The Systemic Risk Industry

08/16/11

There seems to be a cottage industry now in proposals to solve and/or mitigate systemic risk. I'm myself somewhat of a guilty party. The producers here are law profs and economists (and probably some other disciplines as well). These proposals fall into three buckets. One focuses on executive compensation as the key area for reform, a second on activity and/or size limitations, and the third on changing banks' capital structures. Strangely there seems to be little integration of these three approaches, although they would seem to be complements, rather than alternatives. But we scholars tend to see every problem as a nail for our particular hammer. 

It'll be interesting to see if this industry has a half-life longer than a couple of years; I suspect not, as many of the producers in the industry are not particularly interested in financial institutions per se and are likely to migrate to the next hot application of their tool box. Among existing proposals, the most intellectual activity has focused on capital structures as key. We've seen myraid co-co bond proposals, living wills, holding company structures, alternative capital risk-weighting, leverage limits, liquidity requirements, expanded shareholder liability, and all sorts of other variations on contingent capital. (I'm pointedly not linking any of these because my point isn't to pick on any single proposal, but to note a phenomenon.)  Some of these ideas are quite creative; some reinvent the wheel (it's astonishing how many proposals are blissfully unaware that similar devices have been tried and rejected by the market in US banking history).  Some are realistic that they can at best mitigate risk; others seem to truly believe that they will make the world safe for banking and eliminate risk.  

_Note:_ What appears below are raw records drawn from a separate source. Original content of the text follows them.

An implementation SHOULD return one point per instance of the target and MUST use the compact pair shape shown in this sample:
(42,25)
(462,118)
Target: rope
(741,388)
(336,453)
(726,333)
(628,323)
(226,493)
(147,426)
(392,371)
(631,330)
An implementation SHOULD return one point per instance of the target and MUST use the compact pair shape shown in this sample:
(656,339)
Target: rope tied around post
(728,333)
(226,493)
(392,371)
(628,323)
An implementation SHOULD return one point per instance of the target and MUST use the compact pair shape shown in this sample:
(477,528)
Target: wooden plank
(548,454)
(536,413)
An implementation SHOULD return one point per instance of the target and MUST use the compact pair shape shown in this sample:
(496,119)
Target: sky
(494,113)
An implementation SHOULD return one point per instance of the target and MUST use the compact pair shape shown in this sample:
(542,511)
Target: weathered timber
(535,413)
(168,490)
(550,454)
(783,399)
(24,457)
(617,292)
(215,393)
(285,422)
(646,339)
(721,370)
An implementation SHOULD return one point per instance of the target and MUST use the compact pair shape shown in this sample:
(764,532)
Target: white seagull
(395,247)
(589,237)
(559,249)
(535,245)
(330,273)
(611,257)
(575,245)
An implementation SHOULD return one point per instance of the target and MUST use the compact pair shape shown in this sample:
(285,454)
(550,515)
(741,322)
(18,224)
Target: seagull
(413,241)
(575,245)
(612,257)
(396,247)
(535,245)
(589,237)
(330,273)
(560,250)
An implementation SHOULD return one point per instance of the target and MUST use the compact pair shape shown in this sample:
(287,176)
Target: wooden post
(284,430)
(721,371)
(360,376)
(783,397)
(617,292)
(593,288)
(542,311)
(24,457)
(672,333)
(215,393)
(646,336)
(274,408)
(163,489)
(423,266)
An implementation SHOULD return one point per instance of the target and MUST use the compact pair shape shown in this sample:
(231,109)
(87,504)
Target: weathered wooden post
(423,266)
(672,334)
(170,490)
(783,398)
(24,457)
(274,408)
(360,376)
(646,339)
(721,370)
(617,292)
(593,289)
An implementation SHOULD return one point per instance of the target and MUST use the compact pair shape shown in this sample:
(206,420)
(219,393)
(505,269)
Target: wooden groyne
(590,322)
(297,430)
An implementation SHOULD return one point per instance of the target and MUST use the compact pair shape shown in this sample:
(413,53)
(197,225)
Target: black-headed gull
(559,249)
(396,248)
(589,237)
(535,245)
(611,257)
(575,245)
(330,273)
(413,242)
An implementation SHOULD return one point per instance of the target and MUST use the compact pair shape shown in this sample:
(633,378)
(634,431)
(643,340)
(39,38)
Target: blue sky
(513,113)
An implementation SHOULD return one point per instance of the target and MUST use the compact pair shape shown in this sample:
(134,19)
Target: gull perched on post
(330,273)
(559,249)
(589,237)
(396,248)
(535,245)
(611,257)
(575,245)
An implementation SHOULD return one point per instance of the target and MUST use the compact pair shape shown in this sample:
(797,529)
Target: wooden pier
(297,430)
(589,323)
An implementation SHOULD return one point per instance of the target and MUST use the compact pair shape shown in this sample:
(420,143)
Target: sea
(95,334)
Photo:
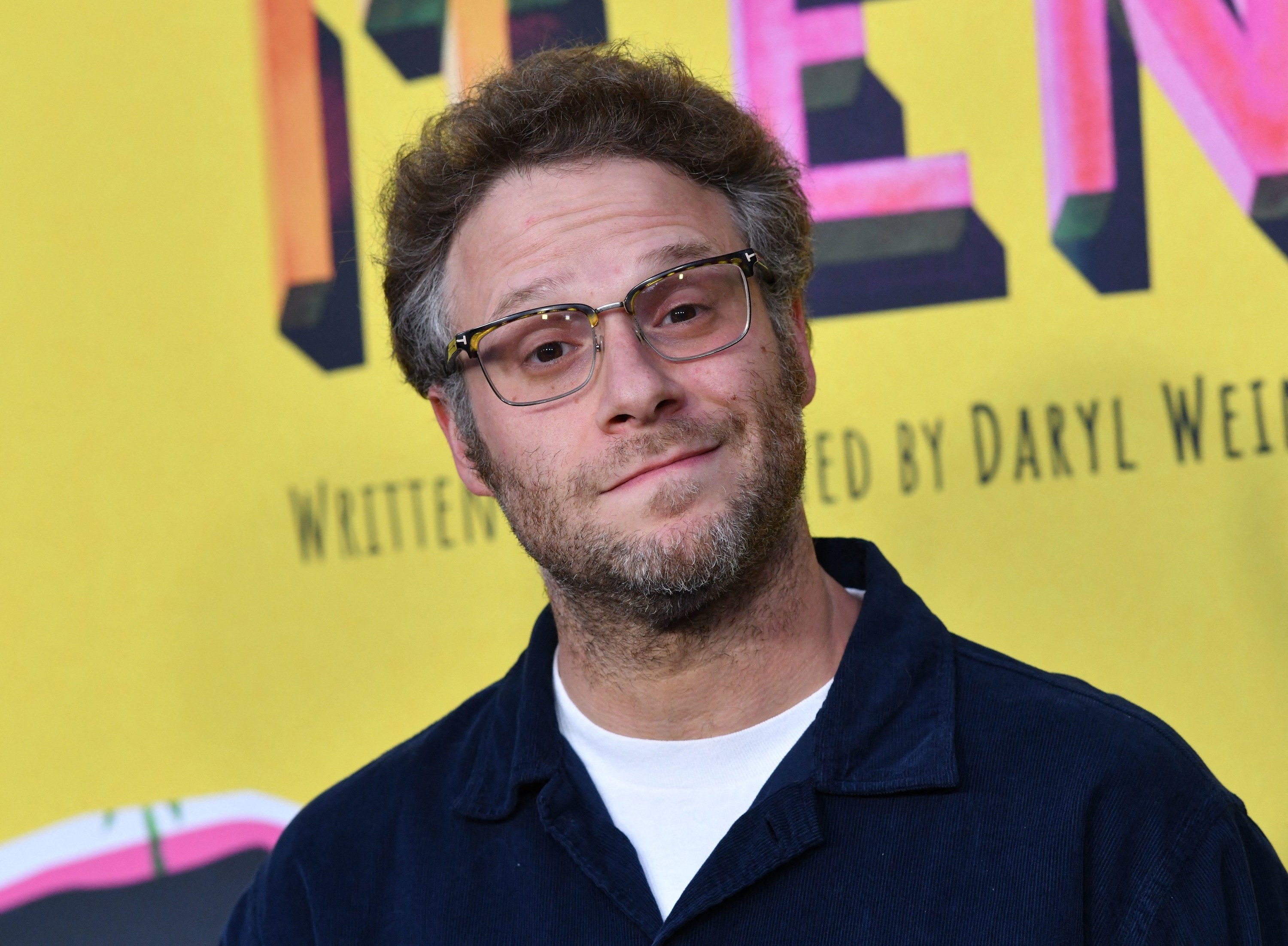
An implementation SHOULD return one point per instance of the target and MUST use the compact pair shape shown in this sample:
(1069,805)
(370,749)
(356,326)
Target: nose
(637,387)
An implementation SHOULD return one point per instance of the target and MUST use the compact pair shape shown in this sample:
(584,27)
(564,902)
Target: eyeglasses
(684,313)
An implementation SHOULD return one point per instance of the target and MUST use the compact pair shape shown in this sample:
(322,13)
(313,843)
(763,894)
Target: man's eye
(680,313)
(549,351)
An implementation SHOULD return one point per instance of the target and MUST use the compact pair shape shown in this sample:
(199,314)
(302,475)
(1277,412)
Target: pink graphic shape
(1077,101)
(102,850)
(133,865)
(1228,82)
(888,186)
(772,42)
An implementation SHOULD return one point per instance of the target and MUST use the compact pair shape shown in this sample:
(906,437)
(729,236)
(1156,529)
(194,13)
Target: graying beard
(665,583)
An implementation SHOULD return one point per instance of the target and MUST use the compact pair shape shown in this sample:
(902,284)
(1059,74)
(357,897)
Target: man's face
(665,469)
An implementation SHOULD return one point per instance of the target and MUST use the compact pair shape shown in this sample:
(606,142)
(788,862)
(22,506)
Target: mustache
(589,478)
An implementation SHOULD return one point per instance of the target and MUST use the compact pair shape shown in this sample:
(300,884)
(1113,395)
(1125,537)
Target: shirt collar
(887,726)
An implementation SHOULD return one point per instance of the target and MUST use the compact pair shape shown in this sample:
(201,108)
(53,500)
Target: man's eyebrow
(541,290)
(677,254)
(518,299)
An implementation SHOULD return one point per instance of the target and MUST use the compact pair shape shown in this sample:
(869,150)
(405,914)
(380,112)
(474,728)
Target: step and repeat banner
(1050,324)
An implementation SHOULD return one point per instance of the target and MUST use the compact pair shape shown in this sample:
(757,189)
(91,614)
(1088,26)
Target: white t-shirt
(675,800)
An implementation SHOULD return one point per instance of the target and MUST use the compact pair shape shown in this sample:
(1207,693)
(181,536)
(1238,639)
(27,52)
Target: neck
(745,658)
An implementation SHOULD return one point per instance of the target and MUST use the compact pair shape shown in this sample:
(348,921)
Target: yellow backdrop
(160,635)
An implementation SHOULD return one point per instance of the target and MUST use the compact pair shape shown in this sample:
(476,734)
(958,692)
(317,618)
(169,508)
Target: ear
(803,335)
(447,424)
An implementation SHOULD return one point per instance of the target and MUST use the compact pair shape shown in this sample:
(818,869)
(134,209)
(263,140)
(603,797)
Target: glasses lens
(695,312)
(540,356)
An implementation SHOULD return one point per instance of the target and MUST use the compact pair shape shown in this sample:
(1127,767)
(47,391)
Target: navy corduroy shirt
(945,794)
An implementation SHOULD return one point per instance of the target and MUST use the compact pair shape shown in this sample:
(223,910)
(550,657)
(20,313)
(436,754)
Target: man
(722,730)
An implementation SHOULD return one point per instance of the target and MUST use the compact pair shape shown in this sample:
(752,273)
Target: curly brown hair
(570,105)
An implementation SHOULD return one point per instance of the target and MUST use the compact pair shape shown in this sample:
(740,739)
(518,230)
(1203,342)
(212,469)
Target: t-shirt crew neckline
(675,800)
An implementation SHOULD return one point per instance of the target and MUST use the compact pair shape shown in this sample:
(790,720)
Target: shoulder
(425,774)
(1091,773)
(348,836)
(1071,724)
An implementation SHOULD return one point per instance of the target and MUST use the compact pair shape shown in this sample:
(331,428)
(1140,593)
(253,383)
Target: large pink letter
(1225,73)
(890,230)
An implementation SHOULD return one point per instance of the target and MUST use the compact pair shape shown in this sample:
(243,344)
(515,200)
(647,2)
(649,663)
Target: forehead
(580,232)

I'm rather conflicted regarding how to view this industry. On the one hand, I'm thrilled to see this level of scholarly attention to financial regulatory issues. Would that had been the case pre-crisis. On the other hand, I get the eerie sense from reading some of these proposals that I'm witnessing a redux of structured finance, in which a lot of excellent brain power was spent on trying to develop capital structures that eliminated risk, only to find out that it had been shifted and concentrated, rather than removed. (This might be because of the prominence of co-co bond proposals, which, like securitization, are automated bankruptcy systems.) 

I've argued elsewhere that at best we can reduce risk--akin to building higher levees or flood walls--but that doing so has its own costs.  The key point is that we cannot eliminate it from the system and need to learn to live with it and allocate losses more efficiently, fairly, and transparently ex-post.  Even this, I'm not sure will hold up. Credit Slips' Own Anna Gelpern has wisely pointed out that rules are inevitably tossed overboard during financial crises as soon as they become inconvenient. I have to think that this would apply both to capital structure rules (would co-cos really convert if it affected other financial institutions' holdings?) and to ex-post loss allocation rules (again, co-cos being in effect an automated loss allocation). I hate to take such a nihilistic position, but I think we risk deluding ourselves if we think we can seriously contain, much less eliminate risk by solely by adopting new capital structures.